Intrinsic regulation of intestinal oxygenation in the anesthetized dog

Abstract

To help prevent imbalances between cellular O2 supply and demand, intrinsic modulation of intestinal blood flow and O2 extraction is linked to the metabolic requirements of the gut parenchyma. Flow and O2 extraction responses to changes in intestinal O2 demand, perfusion pressure and venous outflow pressure were examined. At low initial arteriovenous O2 difference [(a-v)O2 .ltoreq. 5 vol%], augmentation of O2 extraction is the primary mechanism utilized by the intestine to accelerate tissue O2 supply following feeding or infusion of dinitrophenol. Functional hyperemia played an important role when the initial (a-v)O2 or O2 uptake were high.

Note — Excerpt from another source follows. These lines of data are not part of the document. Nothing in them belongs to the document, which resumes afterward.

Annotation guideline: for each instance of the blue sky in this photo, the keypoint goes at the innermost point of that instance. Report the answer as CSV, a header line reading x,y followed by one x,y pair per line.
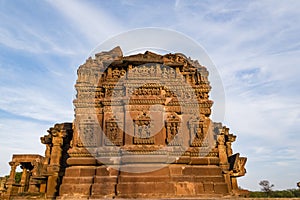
x,y
254,45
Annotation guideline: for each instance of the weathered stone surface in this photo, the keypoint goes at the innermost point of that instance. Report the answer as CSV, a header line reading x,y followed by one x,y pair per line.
x,y
142,129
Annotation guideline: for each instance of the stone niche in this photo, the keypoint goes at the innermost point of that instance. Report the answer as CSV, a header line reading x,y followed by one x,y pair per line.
x,y
142,129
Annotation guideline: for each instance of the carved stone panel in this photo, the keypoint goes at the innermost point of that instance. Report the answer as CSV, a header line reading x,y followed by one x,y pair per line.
x,y
88,132
198,132
142,130
173,131
114,135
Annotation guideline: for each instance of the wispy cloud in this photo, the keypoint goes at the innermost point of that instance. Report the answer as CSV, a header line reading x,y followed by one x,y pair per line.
x,y
93,22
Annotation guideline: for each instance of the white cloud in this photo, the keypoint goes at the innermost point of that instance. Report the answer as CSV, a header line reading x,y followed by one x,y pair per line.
x,y
93,22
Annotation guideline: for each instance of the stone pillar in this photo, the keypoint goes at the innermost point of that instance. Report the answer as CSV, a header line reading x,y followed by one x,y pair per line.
x,y
222,152
13,166
11,179
224,160
230,139
24,180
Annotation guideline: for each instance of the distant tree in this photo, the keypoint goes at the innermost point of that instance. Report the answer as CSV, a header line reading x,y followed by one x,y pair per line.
x,y
266,187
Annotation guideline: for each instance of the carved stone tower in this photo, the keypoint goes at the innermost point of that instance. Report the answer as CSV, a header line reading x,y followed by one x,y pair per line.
x,y
142,129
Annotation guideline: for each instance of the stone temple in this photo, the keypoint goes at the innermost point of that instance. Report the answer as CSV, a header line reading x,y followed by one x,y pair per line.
x,y
142,129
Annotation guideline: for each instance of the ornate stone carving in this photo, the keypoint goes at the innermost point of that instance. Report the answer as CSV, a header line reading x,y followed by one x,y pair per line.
x,y
114,135
174,134
198,131
142,130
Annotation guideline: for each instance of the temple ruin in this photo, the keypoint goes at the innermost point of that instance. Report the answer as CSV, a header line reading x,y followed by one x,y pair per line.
x,y
142,129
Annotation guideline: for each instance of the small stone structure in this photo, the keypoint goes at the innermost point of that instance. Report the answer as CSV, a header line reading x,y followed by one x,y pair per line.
x,y
141,130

In the fasted state, autoregulatory vasodilation allows intestinal flow to recover 40-50% following a small reduction of perfusion pressure: tissue O2 uptake remains unaltered because O2 extraction rises to the appropriate level. For larger reductions in perfusion pressure the intensity of flow autoregulation is diminished and elevated O2 extraction is the primary mechanism used to maintain adequate intestinal oxygenation. In the fed state, intestinal flow actually rises when perfusion pressure is lowered to 80-90% of normal. This superregulation of intestinal flow is not due to an enhanced myogenic sensitivity; instillation of food into the gut lumen diminished or abolished the vasoconstrictor response to venous hypertension.